= Davie-Brown Index =

Independent index for brand marketers and agencies

The Davie-Brown Index (DBI) is an independent index for brand marketers and agencies that quantifies consumer perceptions of more than 2,900 celebrities, including TV and film stars, musical artists, reality TV stars, news personalities, politicians, athletes, and business leaders.

Developed in 2006 by Sharp Analytics and white labeled by celebrity talent division of The Marketing Arm, an Omnicom Group Inc. promotion agency, the DBI provides marketers with a systematic approach for quantifying the use of celebrities in their advertising and marketing initiatives. DBI data is designed to help determine a celebrity's ability to influence brand affinity and consumer purchase intent.

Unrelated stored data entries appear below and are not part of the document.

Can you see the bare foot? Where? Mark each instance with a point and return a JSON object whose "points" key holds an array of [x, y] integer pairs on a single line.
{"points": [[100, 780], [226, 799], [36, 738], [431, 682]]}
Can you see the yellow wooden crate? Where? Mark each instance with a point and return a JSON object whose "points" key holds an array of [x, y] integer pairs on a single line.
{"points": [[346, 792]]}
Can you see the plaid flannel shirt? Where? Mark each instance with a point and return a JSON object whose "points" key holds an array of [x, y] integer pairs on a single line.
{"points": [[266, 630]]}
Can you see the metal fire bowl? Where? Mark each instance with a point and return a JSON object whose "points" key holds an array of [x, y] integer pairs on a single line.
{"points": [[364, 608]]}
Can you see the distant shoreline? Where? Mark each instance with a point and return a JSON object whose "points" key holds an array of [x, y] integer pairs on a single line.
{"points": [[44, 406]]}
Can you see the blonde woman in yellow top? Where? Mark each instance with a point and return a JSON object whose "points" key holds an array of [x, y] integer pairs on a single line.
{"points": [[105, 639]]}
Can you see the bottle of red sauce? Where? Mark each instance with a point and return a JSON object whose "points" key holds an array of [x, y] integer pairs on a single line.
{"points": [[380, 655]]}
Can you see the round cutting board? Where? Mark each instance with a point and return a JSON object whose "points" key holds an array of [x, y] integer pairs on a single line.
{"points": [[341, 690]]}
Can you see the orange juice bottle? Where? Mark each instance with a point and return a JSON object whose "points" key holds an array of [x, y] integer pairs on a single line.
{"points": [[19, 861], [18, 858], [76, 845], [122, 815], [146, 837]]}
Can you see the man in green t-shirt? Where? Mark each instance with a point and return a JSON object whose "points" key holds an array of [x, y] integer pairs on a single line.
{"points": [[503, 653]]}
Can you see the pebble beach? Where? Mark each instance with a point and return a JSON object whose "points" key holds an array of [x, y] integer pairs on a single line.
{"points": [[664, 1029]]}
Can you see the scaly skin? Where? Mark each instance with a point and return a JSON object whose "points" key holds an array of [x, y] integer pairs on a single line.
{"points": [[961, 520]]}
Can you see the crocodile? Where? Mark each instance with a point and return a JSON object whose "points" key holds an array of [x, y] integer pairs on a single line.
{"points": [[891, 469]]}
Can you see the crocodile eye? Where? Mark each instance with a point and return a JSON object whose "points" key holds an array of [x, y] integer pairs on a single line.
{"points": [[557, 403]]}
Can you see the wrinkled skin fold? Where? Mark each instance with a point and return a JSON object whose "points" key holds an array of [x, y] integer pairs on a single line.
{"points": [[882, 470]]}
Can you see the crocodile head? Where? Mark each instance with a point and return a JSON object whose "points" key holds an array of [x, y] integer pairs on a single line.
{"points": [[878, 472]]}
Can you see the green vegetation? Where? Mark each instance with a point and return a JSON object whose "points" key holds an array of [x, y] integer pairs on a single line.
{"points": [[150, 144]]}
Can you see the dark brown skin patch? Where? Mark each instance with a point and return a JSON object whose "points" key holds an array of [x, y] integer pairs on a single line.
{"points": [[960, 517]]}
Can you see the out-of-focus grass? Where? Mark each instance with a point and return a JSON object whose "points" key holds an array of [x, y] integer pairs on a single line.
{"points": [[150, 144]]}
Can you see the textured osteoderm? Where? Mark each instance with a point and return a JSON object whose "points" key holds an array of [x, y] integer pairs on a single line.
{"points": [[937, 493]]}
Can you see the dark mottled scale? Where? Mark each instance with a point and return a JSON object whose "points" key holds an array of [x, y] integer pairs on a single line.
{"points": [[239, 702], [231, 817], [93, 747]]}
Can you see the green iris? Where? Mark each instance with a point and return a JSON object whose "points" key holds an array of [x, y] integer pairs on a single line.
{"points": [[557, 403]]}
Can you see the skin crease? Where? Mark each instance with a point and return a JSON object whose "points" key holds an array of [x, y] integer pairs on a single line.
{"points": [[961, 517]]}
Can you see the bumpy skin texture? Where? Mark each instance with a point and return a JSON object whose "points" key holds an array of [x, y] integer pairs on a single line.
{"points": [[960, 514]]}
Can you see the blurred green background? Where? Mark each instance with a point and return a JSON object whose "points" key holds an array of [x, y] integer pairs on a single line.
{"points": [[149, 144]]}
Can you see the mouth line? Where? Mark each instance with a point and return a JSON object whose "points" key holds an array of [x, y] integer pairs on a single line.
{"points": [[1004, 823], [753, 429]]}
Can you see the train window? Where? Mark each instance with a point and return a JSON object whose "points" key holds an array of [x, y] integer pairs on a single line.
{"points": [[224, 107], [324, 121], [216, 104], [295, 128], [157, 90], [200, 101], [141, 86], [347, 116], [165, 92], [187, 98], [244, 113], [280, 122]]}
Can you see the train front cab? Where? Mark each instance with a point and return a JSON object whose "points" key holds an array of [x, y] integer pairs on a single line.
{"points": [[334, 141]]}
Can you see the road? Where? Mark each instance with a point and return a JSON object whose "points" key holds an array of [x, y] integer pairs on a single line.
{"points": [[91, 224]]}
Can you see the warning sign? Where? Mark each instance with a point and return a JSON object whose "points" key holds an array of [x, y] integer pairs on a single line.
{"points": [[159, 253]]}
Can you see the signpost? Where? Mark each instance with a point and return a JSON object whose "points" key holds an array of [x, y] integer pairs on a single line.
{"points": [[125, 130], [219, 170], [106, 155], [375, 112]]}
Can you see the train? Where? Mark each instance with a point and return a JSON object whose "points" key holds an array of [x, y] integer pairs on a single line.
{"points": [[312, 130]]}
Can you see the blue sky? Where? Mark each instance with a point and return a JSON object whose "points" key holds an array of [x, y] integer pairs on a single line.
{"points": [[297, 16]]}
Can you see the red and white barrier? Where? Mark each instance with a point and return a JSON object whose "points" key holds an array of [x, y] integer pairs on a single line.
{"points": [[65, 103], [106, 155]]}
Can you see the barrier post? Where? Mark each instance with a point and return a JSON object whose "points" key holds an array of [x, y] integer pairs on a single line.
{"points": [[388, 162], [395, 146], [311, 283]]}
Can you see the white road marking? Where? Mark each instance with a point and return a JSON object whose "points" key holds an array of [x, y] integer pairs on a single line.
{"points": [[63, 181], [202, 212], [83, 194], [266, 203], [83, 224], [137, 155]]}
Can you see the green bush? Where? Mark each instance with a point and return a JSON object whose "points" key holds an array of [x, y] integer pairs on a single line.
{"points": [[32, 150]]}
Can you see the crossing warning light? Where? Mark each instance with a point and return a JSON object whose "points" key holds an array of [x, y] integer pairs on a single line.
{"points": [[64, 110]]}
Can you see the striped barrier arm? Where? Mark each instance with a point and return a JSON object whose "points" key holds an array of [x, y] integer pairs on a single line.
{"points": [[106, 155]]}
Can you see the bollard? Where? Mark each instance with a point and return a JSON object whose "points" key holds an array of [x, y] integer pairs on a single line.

According to various news articles, the DBI consists of a 1.5 million-member consumer research panel which evaluates a celebrity’s awareness, appeal and relevance to a brand’s image and their influence on consumer buying behavior. Respondents who are aware of a certain celebrity are asked a standard set of questions about that celebrity. Using a six-point scale, consumers evaluate celebrities across seven key attributes: Appeal, Breakthrough, Trendsetter, Influence, Trust, Endorsement, and Aspiration. An overall DBI score is developed each time a celebrity is indexed and can be narrowed down to key demographics, including gender, age and ethnicity.

Updated weekly, DBI attribute rankings are dynamic and change depending on major events (e.g., industry awards, positive/negative news, etc.).

In 2013, The Marketing Arm partnered with Repucom, a market research firm, to launch the Index in 12 international markets.